Sharon Brooks developed Hope Works not just to connect ex-offenders to employment opportunities — but to help them deal with the everyday challenges faced after release.

Sharon Brooks sees it this way: Giving former inmates jobs is an important step forward, but it’s equally important to ensure they have opportunities that help them adjust to life after prison.

Brooks — who’s been serving families of the imprisoned for the past five years through her Minneapolis-based nonprofit Peace of Hope — says she’s reached that conclusion after conducting years of listening sessions with formerly incarcerated individuals and their families.

“There are jobs in Minnesota for everybody,” Brooks said. “Many companies are willing to hire people who were released from prison. But you have to remember, these people spent a lot of time in a cage; they need mental stabilization in order to keep those jobs.”

In response to that problem, Brooks recently developed Hope Works, an organization aimed at connecting ex-offenders to employment opportunities in the Twin Cities, while offering them — after work shifts — programs tailored to help ease the challenges many face after release.

The organization has several approaches when it comes to providing service to ex-offenders in the Twin Cities, and especially those in north Minneapolis, where Brooks and her team have developed an extensive network.

First, Brooks and her team reach out to those released from incarceration. Because many of the participants have gained some employment skills and even certificates in trade occupations while in prison, Brooks said, the organization tries first to build their confidence. That means, Hope Works trains participants to look into their “strength,” including the education they attained in prison.

“I’ve seen some people who couldn’t believe that I thought their certificate was important,” she said. “Just because they earned it while in prison, they were embarrassed to show it. I tell them, ‘No, put that on the table. It’s just as good as any certificate; you earned it.”

Brooks then connects the employees to partner companies that are willing to take in former inmates — who have carpentry, painting and construction skills — and honor their employment certificates.

Unlike many organizations across the state that help former inmates find employment, however, Hope Works doesn’t stop its services when participants are connected to jobs. Instead, the services continue even after former inmates land jobs. For instance, when they complete their shifts, they attend educational classes to help them adjust to life after prison.

In those classes, Hope Works helps them develop skills such as learning to use musical instruments and sewing machines or taking dancing and painting lessons — programs Brooks says are meant to help ex-convicts cope with life after release.   

“We have a life-skills coach,” said Brooks. “We have a financial fitness coach. I teach constitutional law on the community level. So every month, there’s something new for you to do and learn besides just going to work.”

Brook is no stranger to the people she helps. Her son, Marquis Rollins, was released from prison just last week after serving nearly seven years for burglary and aggravated robbery.
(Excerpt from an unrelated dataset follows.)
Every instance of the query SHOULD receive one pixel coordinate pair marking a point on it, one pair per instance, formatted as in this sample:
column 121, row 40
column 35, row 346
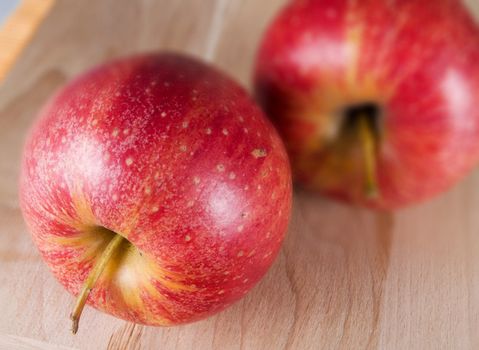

Today, Rollins says that he’s a changed man and wants to help those like him who were also released from incarceration and need support as they navigate through life outside prison. In fact, Rollins — who, unlike many of those he knew in prison, says he’s well prepared for his new life — already took the helm as director of communications and recruitment for Hope Works.

Rollins and Brooks say they know of dozens of people who have had difficulties maintaining employment after being released from the Department of Corrections, which has a job training program, EMPLOY, that provides employment opportunities to newly released inmates.

“They need more than just a job,” Rollins said of the ex-offenders re-entering society. “We want to give them a purpose. They’ve got to establish purpose in what they want to do with the job.”

Lamorris Britton, adviser of Hope Works, added that one of the most challenging experiences for former inmates isn’t finding housing or employment; it’s helping them keep a positive mental state of mind.

“Minnesota is full of jobs,” he said. “But how can you expect a broken person to hold a job and maintain a job? We have to build that person, and that’s what Hope Works is doing.”